Mr. Ma, what inspired the name Alibaba?

Ma: When we started Alibaba.com, our mission was to build a global company connecting buyers and sellers around the world. We were hoping to find a name that everyone around the world recognized and could easily remember. Someone suggested the name “Alibaba” and I began to ask all of my foreign friends if they ever heard of “Alibaba”. It turned out that no matter what country people were from, they all knew this name, and so we thought it would make a great website name for a global company.

In China, just as everywhere, whenever people think of the Alibaba story, they think of “Open Sesame” to a cave full of treasure. Because the internet represents this same kind of opportunity to businesspeople – it can unlock hidden treasure – we think it is a very fitting name both inside and outside of China.

Does Alibaba have a better line to Chinese customers than eBay does?

Ma: While eBay is a global company founded in the US, we are a global company founded in China. Just as eBay really understands the US market, we have a deep understanding of the China market. We grew up here, we understand the culture, and most importantly, we understand the customers. So yes, we have a strong advantage here in China.

What additional advantages does the portal offer its users – when compared with competing suppliers?

Ma: We focused on business-to-business trade before the term “B2B” became hot in e-commerce. Most of the big US companies have focused on serving multinationals with their e-commerce services.

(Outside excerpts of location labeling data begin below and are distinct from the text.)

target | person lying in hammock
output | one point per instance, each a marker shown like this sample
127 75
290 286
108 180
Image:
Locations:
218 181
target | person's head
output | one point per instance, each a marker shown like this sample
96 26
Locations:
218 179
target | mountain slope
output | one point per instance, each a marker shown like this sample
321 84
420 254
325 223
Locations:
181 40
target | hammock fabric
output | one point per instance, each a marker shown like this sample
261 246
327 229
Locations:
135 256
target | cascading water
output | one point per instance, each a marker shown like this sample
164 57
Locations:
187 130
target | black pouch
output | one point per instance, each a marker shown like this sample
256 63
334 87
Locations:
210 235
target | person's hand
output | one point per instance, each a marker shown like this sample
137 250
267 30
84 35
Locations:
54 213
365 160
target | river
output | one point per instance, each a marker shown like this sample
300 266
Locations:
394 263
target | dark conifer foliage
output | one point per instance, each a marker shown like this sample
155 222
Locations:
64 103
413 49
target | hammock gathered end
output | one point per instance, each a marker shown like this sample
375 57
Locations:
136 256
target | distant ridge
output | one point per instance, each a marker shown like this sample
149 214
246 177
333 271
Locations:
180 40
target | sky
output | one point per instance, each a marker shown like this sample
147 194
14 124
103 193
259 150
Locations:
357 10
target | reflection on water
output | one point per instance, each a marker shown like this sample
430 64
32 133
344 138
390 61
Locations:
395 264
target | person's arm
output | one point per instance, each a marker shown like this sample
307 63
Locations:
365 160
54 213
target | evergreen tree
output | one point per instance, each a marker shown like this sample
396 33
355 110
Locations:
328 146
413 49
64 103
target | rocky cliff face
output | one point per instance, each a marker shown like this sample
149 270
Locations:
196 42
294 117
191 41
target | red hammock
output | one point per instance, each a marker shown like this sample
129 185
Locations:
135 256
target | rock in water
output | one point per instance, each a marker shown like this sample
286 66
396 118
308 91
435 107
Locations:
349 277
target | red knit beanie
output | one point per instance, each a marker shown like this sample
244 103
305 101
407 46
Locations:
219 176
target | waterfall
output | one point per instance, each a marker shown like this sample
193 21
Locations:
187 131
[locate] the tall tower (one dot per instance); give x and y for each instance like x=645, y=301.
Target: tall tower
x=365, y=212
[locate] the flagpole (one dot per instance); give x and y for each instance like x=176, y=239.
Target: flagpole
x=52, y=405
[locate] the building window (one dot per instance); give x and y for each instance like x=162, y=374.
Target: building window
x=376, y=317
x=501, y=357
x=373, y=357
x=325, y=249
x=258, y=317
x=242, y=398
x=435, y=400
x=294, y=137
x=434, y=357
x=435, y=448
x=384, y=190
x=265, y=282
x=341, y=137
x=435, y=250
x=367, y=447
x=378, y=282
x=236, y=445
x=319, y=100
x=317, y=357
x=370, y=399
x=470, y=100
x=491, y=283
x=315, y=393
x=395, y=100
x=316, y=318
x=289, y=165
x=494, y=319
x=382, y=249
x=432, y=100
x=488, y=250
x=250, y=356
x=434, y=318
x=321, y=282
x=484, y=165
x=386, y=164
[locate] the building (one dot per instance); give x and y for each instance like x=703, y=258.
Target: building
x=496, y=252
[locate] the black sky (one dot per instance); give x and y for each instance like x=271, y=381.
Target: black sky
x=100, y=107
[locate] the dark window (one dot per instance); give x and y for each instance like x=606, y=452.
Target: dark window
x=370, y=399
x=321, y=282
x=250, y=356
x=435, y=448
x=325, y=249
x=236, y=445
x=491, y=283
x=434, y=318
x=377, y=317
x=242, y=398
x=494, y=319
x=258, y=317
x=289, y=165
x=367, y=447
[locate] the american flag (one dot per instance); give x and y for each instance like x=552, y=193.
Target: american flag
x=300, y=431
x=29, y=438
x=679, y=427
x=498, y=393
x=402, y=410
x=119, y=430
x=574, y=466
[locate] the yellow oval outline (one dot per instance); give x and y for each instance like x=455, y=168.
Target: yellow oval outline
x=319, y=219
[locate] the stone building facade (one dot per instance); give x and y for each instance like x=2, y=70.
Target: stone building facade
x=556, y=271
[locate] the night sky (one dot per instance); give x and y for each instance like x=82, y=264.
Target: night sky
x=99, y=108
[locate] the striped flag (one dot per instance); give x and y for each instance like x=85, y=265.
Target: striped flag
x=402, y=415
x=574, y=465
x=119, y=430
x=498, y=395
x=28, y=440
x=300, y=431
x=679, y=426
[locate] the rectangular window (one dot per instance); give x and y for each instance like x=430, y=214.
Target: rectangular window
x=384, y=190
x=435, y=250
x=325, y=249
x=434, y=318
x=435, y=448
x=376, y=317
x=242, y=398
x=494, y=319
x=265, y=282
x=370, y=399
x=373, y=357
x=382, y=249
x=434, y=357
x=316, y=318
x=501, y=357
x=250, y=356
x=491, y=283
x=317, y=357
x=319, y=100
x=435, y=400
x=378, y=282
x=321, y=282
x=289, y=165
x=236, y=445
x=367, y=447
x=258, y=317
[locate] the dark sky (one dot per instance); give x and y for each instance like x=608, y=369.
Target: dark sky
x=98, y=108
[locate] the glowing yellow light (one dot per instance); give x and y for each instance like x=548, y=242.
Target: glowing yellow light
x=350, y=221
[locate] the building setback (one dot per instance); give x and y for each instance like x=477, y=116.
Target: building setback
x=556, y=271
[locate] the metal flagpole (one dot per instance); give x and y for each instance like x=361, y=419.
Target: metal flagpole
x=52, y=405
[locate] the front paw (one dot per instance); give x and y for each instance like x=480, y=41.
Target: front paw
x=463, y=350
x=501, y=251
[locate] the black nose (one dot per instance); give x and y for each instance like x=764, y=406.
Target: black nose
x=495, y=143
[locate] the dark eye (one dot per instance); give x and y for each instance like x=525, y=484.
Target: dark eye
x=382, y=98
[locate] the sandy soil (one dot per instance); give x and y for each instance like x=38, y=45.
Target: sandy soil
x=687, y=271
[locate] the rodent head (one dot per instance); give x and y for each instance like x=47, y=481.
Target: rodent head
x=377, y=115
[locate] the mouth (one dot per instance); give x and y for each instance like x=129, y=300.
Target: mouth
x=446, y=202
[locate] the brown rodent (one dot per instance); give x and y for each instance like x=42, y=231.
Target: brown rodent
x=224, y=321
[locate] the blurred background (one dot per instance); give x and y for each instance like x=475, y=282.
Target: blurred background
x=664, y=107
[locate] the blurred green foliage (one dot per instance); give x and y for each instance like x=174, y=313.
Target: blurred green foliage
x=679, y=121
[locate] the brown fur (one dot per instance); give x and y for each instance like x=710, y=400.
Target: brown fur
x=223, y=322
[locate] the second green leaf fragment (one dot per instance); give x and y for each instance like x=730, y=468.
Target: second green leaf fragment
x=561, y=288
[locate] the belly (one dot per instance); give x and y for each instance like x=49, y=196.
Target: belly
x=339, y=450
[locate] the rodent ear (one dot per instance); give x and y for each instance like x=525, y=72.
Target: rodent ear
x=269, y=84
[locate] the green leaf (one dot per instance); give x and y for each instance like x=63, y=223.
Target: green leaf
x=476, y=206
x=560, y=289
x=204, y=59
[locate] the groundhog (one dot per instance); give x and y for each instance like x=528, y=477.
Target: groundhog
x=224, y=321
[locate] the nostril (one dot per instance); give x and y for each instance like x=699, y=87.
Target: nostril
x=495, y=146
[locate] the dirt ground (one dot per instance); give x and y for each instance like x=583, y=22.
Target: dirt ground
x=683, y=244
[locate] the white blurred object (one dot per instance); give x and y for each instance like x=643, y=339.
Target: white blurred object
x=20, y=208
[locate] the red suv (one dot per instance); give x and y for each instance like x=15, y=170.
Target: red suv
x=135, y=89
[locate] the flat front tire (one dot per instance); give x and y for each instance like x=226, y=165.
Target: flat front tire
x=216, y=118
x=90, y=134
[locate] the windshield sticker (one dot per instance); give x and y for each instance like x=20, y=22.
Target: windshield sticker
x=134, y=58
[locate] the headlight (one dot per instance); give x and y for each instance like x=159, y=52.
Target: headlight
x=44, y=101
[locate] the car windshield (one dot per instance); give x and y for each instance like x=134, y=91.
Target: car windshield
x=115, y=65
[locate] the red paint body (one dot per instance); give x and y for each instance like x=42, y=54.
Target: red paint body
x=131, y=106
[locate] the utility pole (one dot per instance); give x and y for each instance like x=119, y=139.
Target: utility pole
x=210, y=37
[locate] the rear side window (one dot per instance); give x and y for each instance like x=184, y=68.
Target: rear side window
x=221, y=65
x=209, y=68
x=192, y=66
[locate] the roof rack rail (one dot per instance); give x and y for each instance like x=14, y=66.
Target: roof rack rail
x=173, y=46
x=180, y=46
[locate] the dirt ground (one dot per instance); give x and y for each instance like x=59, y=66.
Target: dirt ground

We focus on the little guys – the entrepreneurs and medium-sized businesses who always had a difficult time finding trading partners before the internet. So we have an advantage over the Ariba’s and Commerce One’s because we focus on SME’s – which happens to be the group of businesses that most benefit from using the Internet.

Why is so much bought and sold over the Internet in China?

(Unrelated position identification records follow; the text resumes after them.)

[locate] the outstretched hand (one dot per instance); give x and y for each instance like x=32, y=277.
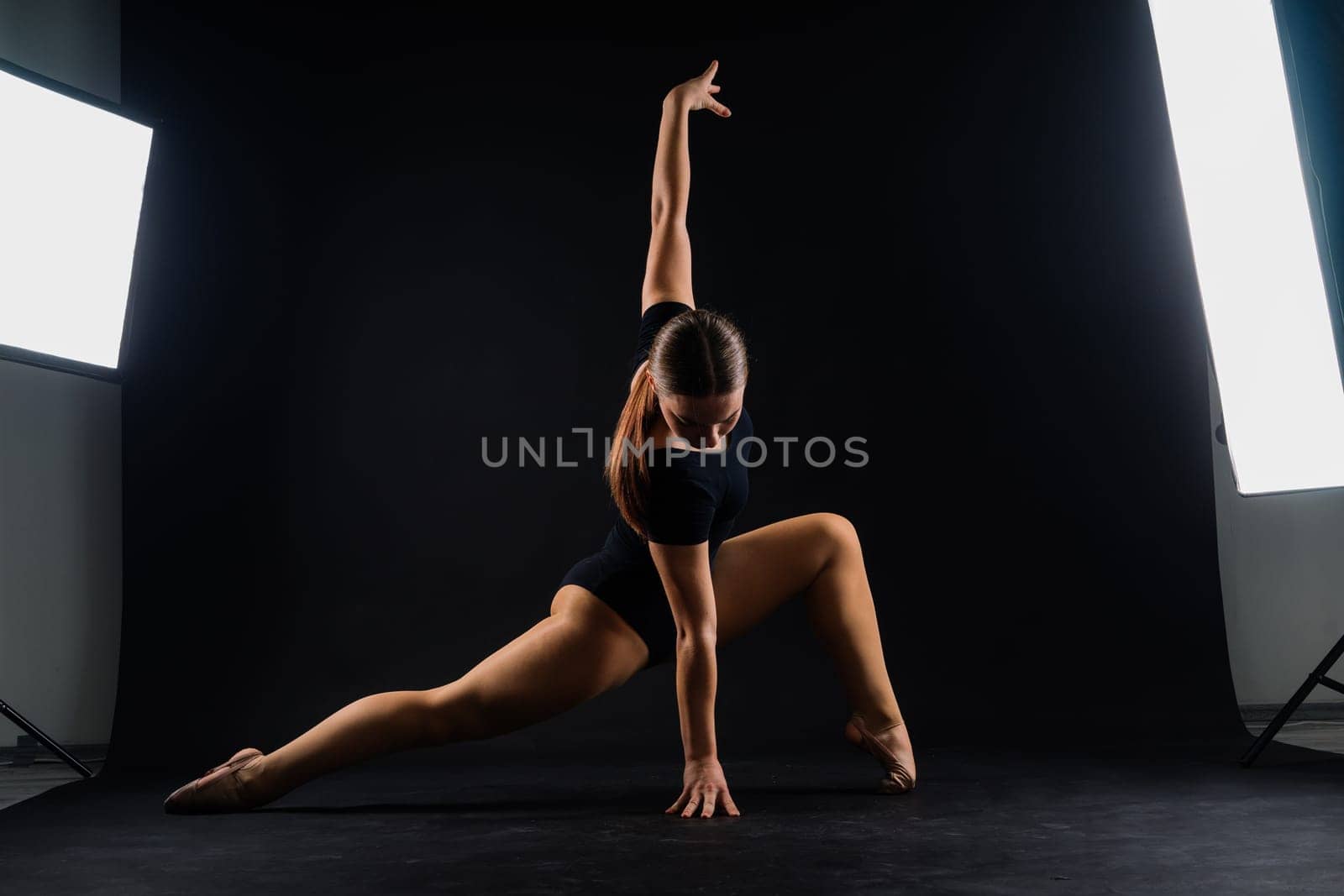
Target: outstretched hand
x=703, y=789
x=698, y=93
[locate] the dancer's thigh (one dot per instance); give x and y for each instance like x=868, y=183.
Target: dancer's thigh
x=757, y=571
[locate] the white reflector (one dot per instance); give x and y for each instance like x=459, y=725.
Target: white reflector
x=71, y=179
x=1256, y=257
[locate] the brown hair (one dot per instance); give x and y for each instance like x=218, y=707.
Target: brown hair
x=696, y=354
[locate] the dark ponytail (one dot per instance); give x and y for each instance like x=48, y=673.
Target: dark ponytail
x=696, y=354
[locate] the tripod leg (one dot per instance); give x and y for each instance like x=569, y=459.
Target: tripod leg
x=17, y=718
x=1294, y=701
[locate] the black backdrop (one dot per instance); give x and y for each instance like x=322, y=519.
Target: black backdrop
x=374, y=238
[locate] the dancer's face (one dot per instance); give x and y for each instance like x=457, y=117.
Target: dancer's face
x=703, y=421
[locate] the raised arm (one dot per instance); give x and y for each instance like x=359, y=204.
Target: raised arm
x=667, y=271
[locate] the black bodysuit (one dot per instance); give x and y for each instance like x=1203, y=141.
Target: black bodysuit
x=694, y=497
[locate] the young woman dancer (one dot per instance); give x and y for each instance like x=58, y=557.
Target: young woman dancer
x=669, y=584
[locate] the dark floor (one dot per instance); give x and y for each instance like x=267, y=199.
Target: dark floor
x=1169, y=820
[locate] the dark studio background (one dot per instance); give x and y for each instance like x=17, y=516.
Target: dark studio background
x=371, y=239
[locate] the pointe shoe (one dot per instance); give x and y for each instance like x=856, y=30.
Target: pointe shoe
x=898, y=779
x=217, y=790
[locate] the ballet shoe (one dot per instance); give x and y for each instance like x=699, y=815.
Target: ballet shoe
x=217, y=790
x=898, y=778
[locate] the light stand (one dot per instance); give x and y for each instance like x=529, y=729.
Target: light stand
x=17, y=718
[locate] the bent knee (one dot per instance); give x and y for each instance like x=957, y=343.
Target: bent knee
x=837, y=530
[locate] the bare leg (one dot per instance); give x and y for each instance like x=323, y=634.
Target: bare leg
x=582, y=649
x=820, y=558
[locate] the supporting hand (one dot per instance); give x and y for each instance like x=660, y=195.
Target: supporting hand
x=703, y=788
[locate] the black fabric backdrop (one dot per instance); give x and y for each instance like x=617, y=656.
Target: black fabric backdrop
x=1312, y=40
x=375, y=238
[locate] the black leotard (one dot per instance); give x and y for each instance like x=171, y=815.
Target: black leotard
x=694, y=497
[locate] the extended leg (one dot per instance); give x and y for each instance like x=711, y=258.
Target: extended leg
x=575, y=653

Ma: In China, everything is new. Before the internet, marketplaces, shopping malls, and even the range of products available was very limited. Because China has developed so quickly, we provide a service for which there was no existing alternative. So people in China have leapfrogged straight to the internet for e-commerce, while in the West, the transition has sometimes been slower.

Why is the Chinese market so lucrative for suppliers throughout the world?

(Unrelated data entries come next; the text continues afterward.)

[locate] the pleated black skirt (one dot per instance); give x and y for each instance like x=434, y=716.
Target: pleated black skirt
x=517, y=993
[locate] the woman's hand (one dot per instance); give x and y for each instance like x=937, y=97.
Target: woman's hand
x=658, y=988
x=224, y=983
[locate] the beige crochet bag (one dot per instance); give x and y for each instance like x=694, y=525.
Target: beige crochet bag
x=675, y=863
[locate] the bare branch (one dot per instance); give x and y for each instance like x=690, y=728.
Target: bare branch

Ma: China has a stable environment, low labor costs, good quality, and a very entrepreneurial spirit. So it is not surprising that China has become the manufacturer to the world.

What advantage does Alibaba gain from its alliance with Yahoo?

Ma: It gives us a global partner with great technology and a great brand. And in China, it allows us to add search to our e-commerce portfolio. By adding search, we now can offer our customers many ways to market their products and services, along with a payment solution, AliPay, to transact online.

Do you see your alliance as a model for international business success in China?

Ma: I think so, at least in the Internet industry. No US company is a leader in China’s internet, because so far no one has been able to localize their products well enough. The Internet is like water – it moulds to the local cultural and economic environment more than any other product or service. So Yahoo was wise to put control of their local services in the hands of a local partner. I think more companies will start to do the same.

Do you regard yourself as a competitor of the Chinese search engine Baidu? Why aren’t you striving for an alliance with Baidu?

Ma: We compete with Baidu on search. But of course, our other sites are great partners with Baidu. Just like everywhere in the internet industry these days, it is possible and common to compete with and cooperate with the same company.

Just like Google and Baidu, Yahoo has agreed to refrain from producing politically unwelcome search results. Doesn’t that limit the business opportunities for an e-commerce supplier like Alibaba?

Ma: It is only natural that companies follow the local laws in the countries they operate in. But we chose not to focus on politics for business reasons, rather than for political reasons. We’ve always been focused on e-commerce. It is what we understand, and what we do best.